A los diecisiete, el ídolo de una chica negra de Harlem durante los Roaring Twenties sólo podía ser Billie Holiday, que era unos ocho años mayor, pero no importaba. De cantar, había que cantar como ella o casi como ella, en todo caso.
Igual, en la década del cuarenta, en ese escenario generoso que comenzaba en el Minton’s Playhouse y terminaba en Staten Island, Carmen McRae comenzó a darle sus pulmones al mundo. Entre la música del Pops y del Duke, que llenaba su casa y se desbordaba hasta por las ventanas, Carmen Mercedes se las ingeniaba para adorar a la Lady Day y cantar, además de estudiar piano.
De inicio, la Carmencita fue una más de las “chicas del coro” y hasta de secretaria laburó, siempre apegada a las teclas, aunque fueran de la máquina de escribir.
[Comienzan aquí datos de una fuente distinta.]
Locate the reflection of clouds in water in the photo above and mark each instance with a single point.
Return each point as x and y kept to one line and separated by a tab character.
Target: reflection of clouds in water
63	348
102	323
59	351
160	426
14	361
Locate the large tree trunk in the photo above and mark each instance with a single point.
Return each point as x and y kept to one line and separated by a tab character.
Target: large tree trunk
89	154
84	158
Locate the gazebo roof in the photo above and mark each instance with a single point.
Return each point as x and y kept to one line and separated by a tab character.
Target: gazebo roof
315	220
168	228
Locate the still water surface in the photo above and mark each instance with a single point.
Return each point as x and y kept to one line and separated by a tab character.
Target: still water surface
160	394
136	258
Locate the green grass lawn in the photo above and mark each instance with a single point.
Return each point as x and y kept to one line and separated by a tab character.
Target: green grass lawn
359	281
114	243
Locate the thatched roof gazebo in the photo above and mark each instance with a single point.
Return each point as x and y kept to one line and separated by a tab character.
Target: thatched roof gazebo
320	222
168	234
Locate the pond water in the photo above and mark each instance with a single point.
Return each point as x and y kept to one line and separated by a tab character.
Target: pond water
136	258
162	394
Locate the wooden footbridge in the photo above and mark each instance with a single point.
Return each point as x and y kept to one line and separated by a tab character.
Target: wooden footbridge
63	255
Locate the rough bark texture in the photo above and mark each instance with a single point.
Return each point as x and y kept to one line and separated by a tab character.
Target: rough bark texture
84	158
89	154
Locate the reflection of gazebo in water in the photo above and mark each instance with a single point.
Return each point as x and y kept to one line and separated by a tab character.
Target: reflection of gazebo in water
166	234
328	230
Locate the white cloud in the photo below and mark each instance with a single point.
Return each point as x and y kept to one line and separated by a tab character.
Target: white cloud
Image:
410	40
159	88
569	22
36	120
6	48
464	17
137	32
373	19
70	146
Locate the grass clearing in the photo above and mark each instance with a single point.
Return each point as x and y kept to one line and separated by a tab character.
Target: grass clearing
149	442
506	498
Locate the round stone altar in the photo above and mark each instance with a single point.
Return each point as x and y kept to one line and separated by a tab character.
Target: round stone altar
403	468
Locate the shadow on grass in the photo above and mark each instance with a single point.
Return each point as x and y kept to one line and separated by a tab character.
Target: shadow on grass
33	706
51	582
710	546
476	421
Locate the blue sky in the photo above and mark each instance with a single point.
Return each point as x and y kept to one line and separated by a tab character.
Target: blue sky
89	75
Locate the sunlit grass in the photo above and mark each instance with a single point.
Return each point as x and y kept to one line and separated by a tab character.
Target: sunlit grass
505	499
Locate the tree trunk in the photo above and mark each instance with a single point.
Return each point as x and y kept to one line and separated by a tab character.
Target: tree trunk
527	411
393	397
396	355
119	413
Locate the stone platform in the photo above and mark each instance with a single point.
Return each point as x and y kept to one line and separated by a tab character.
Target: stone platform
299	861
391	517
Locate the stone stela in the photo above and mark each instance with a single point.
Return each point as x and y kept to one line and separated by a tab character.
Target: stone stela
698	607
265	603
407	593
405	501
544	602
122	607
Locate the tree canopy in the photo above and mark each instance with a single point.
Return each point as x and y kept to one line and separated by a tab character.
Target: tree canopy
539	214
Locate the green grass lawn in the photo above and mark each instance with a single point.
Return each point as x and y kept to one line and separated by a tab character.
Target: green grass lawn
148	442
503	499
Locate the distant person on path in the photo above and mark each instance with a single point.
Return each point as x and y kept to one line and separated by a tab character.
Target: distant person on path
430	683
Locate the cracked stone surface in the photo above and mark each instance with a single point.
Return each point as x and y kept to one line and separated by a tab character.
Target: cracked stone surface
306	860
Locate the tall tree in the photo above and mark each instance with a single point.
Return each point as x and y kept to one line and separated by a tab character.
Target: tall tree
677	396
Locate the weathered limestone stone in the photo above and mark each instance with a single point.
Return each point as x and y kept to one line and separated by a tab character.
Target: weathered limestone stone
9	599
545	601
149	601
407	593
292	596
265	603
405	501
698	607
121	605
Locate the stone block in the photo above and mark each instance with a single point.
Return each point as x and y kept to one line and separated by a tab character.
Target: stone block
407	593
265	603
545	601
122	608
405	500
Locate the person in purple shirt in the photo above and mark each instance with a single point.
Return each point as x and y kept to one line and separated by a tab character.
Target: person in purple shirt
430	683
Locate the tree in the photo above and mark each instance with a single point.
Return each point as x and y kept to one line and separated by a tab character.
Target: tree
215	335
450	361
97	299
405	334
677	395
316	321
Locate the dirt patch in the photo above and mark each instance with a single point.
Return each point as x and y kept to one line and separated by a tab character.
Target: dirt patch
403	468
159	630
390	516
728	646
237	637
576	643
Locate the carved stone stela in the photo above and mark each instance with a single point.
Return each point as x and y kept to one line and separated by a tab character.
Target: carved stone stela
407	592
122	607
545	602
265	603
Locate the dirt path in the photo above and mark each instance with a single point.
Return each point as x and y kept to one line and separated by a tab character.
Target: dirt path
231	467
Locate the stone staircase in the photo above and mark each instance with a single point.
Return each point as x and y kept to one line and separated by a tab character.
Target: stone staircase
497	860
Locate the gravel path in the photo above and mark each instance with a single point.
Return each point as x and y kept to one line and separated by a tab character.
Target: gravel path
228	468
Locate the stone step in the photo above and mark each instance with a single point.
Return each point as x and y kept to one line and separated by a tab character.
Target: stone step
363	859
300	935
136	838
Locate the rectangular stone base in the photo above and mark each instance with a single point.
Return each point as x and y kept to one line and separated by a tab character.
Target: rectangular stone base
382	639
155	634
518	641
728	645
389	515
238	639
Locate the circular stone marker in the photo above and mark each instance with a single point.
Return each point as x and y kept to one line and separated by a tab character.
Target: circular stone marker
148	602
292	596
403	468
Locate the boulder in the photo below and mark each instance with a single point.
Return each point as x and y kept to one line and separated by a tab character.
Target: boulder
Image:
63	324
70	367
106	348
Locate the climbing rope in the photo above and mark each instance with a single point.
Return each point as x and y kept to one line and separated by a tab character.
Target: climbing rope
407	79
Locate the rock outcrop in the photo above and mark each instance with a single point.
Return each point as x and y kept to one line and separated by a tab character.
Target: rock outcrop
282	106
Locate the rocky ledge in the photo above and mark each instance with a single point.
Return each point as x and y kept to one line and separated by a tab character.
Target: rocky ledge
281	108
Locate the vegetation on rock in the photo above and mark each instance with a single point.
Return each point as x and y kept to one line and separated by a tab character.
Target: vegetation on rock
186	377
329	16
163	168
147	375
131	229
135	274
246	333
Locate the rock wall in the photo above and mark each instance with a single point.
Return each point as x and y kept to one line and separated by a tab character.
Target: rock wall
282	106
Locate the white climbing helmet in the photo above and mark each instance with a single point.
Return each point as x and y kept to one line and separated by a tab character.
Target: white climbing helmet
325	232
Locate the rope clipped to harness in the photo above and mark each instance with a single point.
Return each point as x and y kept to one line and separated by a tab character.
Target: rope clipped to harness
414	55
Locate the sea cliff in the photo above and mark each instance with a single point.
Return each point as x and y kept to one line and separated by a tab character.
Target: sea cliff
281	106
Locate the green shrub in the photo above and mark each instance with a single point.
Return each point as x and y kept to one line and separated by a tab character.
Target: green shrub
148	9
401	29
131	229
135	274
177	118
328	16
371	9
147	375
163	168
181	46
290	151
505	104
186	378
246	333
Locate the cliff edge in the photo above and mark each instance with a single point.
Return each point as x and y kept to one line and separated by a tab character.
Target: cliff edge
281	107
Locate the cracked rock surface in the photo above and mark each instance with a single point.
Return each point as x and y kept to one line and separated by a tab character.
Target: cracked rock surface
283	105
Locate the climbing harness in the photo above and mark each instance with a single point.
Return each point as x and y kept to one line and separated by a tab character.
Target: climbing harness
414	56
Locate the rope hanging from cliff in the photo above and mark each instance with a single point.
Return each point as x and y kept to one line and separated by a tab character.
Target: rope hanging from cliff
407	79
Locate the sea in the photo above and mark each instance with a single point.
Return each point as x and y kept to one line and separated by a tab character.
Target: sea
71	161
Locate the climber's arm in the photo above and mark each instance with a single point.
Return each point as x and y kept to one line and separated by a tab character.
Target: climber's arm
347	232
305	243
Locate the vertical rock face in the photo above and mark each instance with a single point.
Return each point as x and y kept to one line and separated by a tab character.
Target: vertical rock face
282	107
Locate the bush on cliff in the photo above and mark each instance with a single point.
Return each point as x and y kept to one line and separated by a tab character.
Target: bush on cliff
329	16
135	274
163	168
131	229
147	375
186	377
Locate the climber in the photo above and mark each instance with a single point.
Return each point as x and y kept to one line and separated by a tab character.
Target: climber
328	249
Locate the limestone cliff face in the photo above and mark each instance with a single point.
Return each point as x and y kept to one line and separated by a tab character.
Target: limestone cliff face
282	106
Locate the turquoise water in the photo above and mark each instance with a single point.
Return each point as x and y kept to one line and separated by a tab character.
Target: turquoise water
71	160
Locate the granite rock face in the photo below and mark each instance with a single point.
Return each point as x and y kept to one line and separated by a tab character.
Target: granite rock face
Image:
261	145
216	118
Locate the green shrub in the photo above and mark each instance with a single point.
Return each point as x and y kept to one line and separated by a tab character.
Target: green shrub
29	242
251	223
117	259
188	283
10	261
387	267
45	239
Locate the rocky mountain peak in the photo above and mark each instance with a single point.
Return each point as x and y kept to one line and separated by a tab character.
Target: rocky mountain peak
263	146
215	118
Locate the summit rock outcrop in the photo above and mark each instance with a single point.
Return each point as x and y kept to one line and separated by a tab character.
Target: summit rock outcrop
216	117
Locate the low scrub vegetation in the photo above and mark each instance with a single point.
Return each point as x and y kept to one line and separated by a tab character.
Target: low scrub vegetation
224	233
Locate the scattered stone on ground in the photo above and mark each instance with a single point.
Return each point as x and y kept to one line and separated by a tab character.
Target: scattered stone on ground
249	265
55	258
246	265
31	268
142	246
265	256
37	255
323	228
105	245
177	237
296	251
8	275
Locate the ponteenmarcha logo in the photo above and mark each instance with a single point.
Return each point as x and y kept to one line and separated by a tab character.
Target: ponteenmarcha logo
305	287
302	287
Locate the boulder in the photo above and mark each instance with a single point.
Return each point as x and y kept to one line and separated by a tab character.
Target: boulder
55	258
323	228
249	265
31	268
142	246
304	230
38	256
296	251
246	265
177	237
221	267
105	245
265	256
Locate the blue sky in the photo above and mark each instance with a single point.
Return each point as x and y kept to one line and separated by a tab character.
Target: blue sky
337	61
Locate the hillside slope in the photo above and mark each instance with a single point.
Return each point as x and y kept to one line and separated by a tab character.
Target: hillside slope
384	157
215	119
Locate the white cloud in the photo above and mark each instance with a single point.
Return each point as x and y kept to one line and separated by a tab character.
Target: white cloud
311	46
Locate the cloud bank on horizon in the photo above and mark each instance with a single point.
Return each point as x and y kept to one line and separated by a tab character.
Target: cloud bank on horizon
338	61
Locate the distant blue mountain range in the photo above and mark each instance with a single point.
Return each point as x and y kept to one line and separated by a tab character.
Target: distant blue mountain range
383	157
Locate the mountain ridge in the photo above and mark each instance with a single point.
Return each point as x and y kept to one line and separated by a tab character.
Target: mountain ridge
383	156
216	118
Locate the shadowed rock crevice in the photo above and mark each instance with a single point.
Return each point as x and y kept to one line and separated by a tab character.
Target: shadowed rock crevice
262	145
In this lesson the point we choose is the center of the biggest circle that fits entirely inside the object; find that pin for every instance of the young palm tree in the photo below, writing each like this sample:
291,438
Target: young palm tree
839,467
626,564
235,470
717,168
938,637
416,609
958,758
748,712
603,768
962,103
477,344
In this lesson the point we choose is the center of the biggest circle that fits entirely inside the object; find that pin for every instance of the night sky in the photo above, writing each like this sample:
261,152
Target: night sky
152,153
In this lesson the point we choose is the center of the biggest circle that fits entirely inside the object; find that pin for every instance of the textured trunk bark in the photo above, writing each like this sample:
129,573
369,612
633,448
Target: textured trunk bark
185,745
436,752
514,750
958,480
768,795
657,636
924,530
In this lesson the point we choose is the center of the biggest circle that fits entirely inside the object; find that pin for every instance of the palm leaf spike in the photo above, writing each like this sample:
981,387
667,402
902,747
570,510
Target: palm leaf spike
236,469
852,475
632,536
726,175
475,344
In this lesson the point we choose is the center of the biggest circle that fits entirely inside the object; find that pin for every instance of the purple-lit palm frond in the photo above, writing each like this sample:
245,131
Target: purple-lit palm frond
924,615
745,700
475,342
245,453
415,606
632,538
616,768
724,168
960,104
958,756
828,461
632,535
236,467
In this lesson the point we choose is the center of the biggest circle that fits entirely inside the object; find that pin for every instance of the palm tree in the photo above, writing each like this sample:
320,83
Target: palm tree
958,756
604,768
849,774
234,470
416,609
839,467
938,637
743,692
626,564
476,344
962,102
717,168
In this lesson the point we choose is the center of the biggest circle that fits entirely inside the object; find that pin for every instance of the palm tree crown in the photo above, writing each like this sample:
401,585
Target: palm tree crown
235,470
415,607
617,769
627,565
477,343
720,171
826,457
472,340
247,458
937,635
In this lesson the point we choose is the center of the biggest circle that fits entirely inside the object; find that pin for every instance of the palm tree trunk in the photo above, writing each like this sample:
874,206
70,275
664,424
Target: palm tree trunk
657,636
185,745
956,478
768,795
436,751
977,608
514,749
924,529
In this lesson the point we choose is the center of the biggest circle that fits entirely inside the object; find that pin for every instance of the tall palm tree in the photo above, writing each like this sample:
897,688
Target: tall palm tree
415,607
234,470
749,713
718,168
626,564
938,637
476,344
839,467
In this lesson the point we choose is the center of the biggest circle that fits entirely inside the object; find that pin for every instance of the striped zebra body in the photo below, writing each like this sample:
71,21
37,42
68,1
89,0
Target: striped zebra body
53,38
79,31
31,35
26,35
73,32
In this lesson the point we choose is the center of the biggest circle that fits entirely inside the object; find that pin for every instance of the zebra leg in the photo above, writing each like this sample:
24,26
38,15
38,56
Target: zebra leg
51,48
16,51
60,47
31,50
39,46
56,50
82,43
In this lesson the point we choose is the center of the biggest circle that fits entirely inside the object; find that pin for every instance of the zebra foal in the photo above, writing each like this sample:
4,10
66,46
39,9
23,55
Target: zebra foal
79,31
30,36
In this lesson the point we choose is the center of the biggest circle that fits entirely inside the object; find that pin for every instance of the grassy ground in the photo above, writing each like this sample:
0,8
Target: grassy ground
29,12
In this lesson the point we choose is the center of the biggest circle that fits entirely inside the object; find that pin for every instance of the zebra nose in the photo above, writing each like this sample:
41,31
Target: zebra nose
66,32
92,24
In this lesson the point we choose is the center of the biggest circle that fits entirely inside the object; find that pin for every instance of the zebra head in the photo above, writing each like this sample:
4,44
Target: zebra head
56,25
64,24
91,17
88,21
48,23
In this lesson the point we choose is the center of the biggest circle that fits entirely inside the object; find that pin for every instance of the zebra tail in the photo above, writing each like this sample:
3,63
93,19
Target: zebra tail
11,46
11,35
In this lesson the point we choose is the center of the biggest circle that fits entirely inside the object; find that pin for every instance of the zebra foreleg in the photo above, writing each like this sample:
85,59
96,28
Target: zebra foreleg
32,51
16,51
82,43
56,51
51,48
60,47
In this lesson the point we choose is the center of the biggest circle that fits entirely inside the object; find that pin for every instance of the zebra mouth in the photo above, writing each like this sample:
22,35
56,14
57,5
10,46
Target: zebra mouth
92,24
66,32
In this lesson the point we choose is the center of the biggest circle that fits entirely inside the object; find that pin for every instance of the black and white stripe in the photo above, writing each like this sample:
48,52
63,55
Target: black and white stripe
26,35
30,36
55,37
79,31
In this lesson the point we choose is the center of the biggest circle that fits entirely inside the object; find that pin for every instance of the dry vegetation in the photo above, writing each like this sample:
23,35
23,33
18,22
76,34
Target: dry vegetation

Así, tecleando con fuerza, comenzó a tocar con la banda de Benny Carter. Luego vendría la época de Milt Gabler y doce —nada menos— elepés llenos de ese piano a veces tecleado con precisión de Olimpia, la secretaria perfecta, y a veces impulsado desde la voz, que siempre iba por detrás del beat. Ese sería su sello.
Cincuenta años cantó por todo su país, hasta que de costa a costa se le antojó chico. Entonces se fue al Festival de Monterrey y, año sí, año no, pasó tres décadas regalando Lover Man, Good Morning Heartache y un montón de otras canciones a un público que nunca se cansaría de ella. Le pidieron estar a su lado desde Dave Brubeck hasta Cal Tjader, pasando por George Shearing y ella les dijo que sí. Siempre decía que sí, por eso se casó con Kenny Clarke primero y luego con su bajista, Charles Ike Isaacs.
A la muerte la Carmencita le daba poca bola, por eso seguía fumando como condenada y, como no podía ser de otro modo, contrajo un enfisema que la acabó además de obligarla a retirarse en 1991. Murió en 1994 por complicaciones respiratorias. De ella nos queda, igual, ese implacable swing.